William A. Schambra has had his say about the Insider’s Guide to Grantmaking, and so have I. Now I invite the readers of Philanthropy to judge for themselves which of us is calling things by their right names. The Insider’s Guide may be purchased for $35 from the publisher at www.josseybass.com. Thank you for allowing me to set the record straight.
—Joel J. Orosz, Ph.D.
Distinguished Professor of Philanthropy Studies
Center for Philanthropy and Nonprofit Leadership, Grand Valley State University
William Schambra responds:
Orosz challenges me: If I am such a supporter of Cordelia Taylor’s Family House, why do I work at an institute of policy research, knowing that every dollar going toward my salary is a dollar that may not go to Taylor?
Actually, I ask myself that every day. Anyone who’s seen what she has accomplished by piecing together donated family time, small church contributions, and the energies of volunteers cannot help but feel underworked and overpaid. But I also ask myself, “Why is the Bradley Foundation the only major philanthropy to provide generous, sustained support to Taylor?” Because, as Orosz writes approvingly in his book (pp. 18-20), most foundations insist “their mission is not to meet immediate needs,” and meeting the immediate needs of the inner-city elderly is “all” that she does. She may ease the final hours of a dying homeless person, Orosz explains, but foundations must conserve their funds “to strike at the causes of homelessness: poor education, structural unemployment, deteriorating housing stock, and inadequate social service programs.” Were, say, the Ford, Mott, or Joyce Foundation merely to write Taylor a check, “their funds would be quickly swallowed up, and nothing would fundamentally change.”

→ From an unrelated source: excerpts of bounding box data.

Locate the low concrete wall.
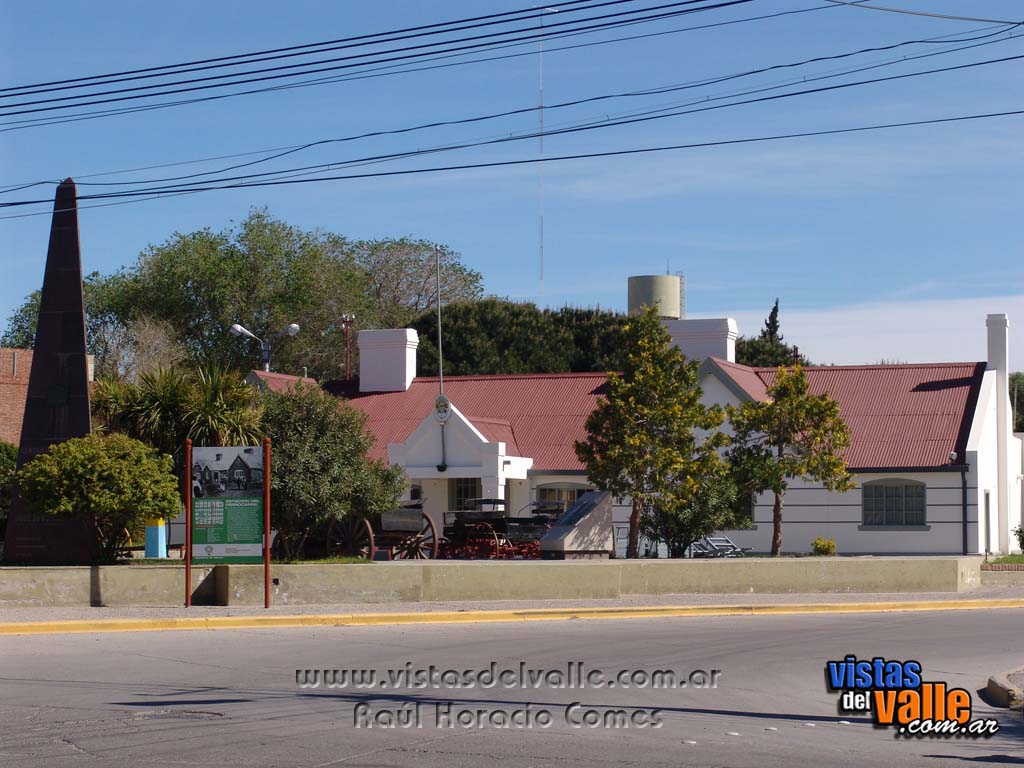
[224,562,422,605]
[421,560,622,602]
[981,570,1024,587]
[0,557,983,606]
[92,565,218,606]
[0,565,216,607]
[0,566,93,607]
[616,557,981,595]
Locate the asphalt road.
[0,610,1024,768]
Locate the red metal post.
[345,321,352,381]
[185,438,191,608]
[263,437,270,608]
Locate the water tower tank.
[627,274,683,319]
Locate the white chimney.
[985,314,1013,553]
[358,328,420,392]
[665,317,739,362]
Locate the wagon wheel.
[391,514,437,560]
[327,517,374,560]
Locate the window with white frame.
[537,485,592,509]
[861,479,927,527]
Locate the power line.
[0,15,1007,195]
[0,4,856,132]
[0,0,618,95]
[22,42,1024,199]
[825,0,1019,24]
[0,0,755,117]
[0,110,1024,219]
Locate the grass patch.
[991,555,1024,565]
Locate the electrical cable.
[0,109,1024,219]
[0,0,755,117]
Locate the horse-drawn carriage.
[327,499,564,560]
[327,505,438,560]
[439,499,562,560]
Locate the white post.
[985,314,1016,554]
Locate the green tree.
[91,368,263,478]
[122,210,374,375]
[411,299,572,376]
[1010,372,1024,432]
[410,298,627,376]
[552,306,628,373]
[17,434,181,563]
[640,475,742,557]
[728,366,854,555]
[575,309,728,557]
[736,299,810,368]
[349,238,483,328]
[263,386,404,559]
[0,272,133,377]
[0,441,17,541]
[3,210,482,379]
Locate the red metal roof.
[715,359,985,470]
[282,359,985,471]
[325,374,607,471]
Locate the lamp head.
[230,323,256,339]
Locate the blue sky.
[0,0,1024,368]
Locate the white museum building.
[254,290,1022,554]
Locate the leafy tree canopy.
[263,387,404,559]
[3,210,481,378]
[17,434,181,563]
[640,475,749,557]
[575,309,728,557]
[411,298,627,376]
[0,441,17,540]
[91,368,263,474]
[727,366,853,555]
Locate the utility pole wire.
[0,109,1024,219]
[825,0,1020,24]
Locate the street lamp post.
[230,323,299,373]
[341,314,355,381]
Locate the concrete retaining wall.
[981,570,1024,587]
[0,565,217,607]
[0,557,983,606]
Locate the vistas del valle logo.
[825,655,999,737]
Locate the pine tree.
[727,366,853,555]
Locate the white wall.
[722,472,977,555]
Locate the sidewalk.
[0,587,1024,634]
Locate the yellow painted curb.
[0,599,1024,635]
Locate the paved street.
[0,610,1024,768]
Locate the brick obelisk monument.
[4,178,94,563]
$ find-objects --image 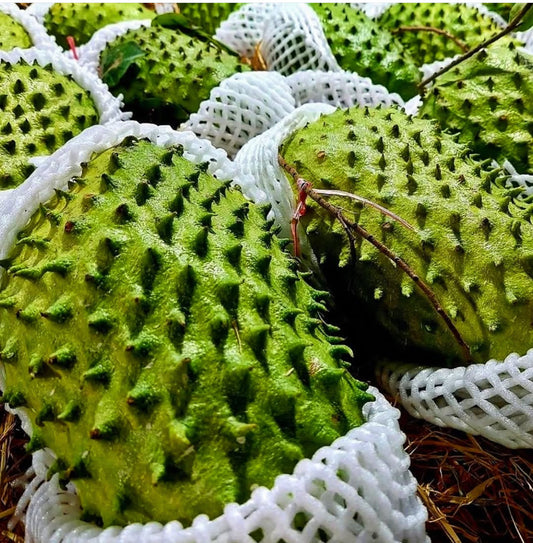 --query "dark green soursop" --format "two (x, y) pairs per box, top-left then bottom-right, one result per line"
(311, 4), (420, 99)
(378, 3), (501, 66)
(0, 60), (99, 190)
(100, 25), (249, 127)
(178, 2), (242, 35)
(419, 40), (533, 173)
(0, 139), (371, 526)
(0, 11), (33, 51)
(281, 108), (533, 363)
(43, 2), (155, 49)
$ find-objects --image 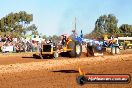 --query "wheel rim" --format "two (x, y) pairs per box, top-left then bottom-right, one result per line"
(76, 45), (81, 54)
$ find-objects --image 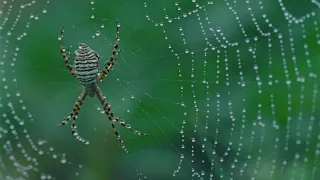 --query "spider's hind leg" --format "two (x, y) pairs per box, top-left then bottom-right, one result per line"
(59, 90), (89, 144)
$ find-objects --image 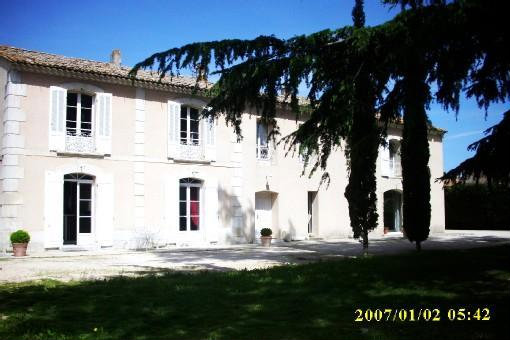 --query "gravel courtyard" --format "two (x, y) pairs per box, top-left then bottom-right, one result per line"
(0, 230), (510, 282)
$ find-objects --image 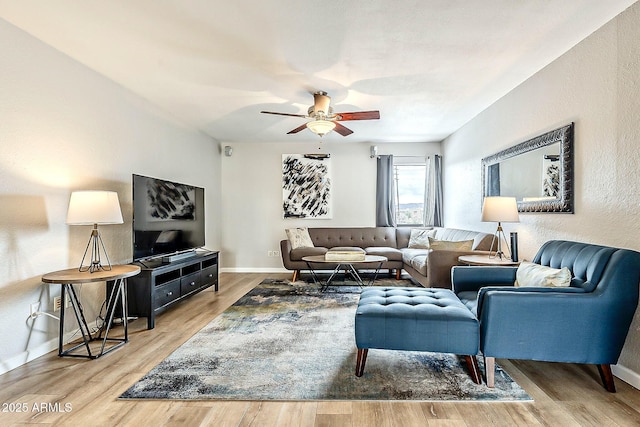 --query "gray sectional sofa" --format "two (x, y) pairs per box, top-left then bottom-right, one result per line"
(280, 227), (493, 288)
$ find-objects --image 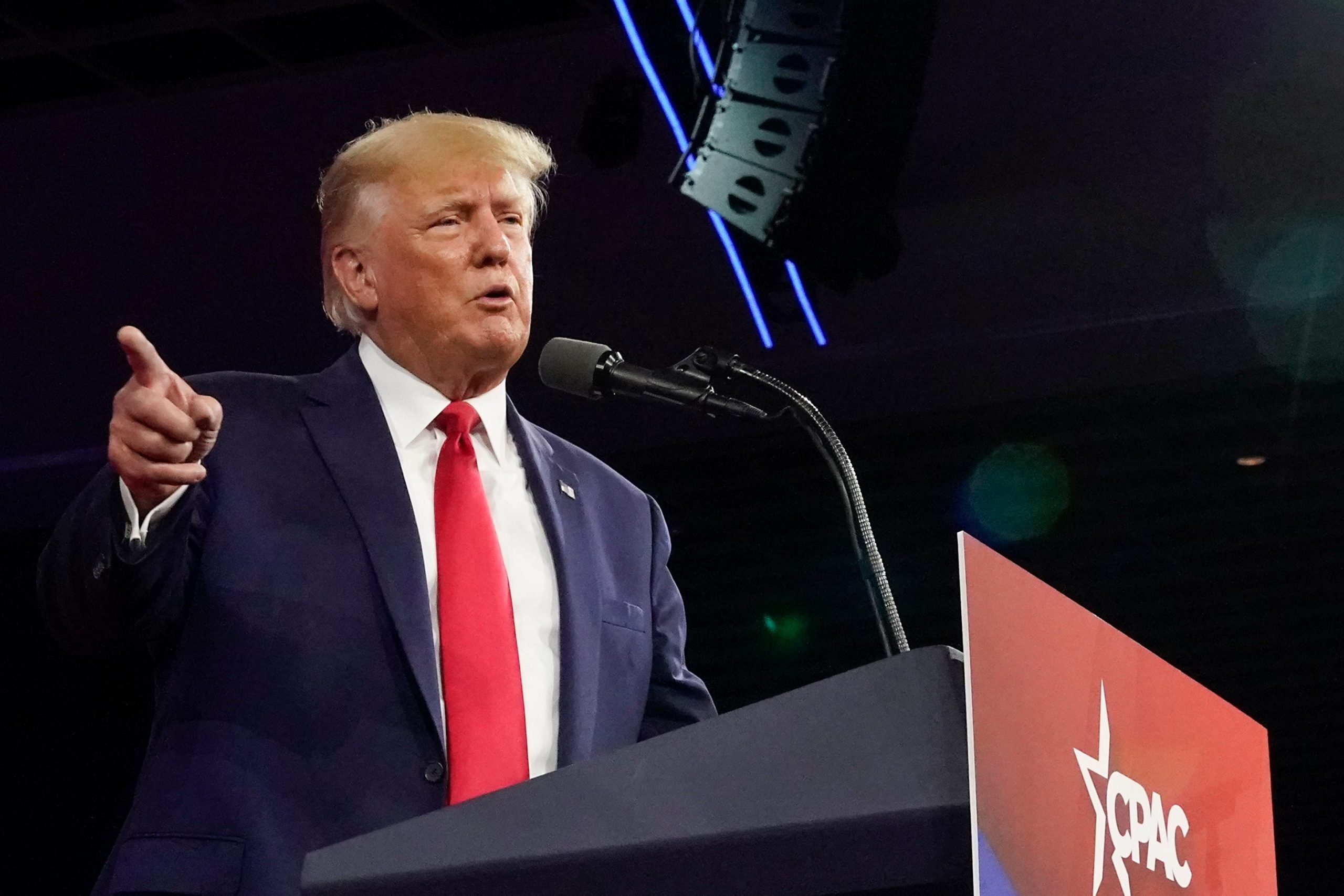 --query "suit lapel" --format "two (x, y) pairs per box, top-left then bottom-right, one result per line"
(508, 402), (602, 766)
(302, 348), (444, 743)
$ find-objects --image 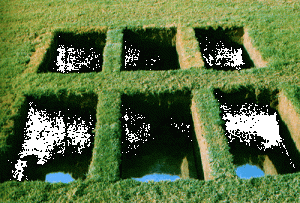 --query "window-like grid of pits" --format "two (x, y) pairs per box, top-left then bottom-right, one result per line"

How can I justify my work? By making it my task to argue that this view of Taylor’s lifework is profoundly misguided. The notion that foundations cannot stoop to do a bit of immediate good because they’re too busy tracking down root causes is nothing more than a self-aggrandizing, utopian fantasy that has flourished for almost a century, with little to show for itself. Meanwhile, thanks to the labors of Taylor and thousands of others, something does “fundamentally change.” Their work enriches not only their own neighborhoods, but all of us, by reminding us of the noble belief at the heart of American self-government: that everyday citizens can step forward to solve their own problems, without waiting for professional experts. America’s foundations should be the primary funders of this civic renewal, rather than disdaining it. By speaking these inconvenient truths, I may make it a bit easier for Taylor to do her work. Or so I try to tell myself.
My advice to foundation program officers: Find your own Taylor. Ask yourself every day if you’re doing enough to help her. Don’t ever be satisfied that you are. But don’t ever be discouraged that you aren’t, because you can’t.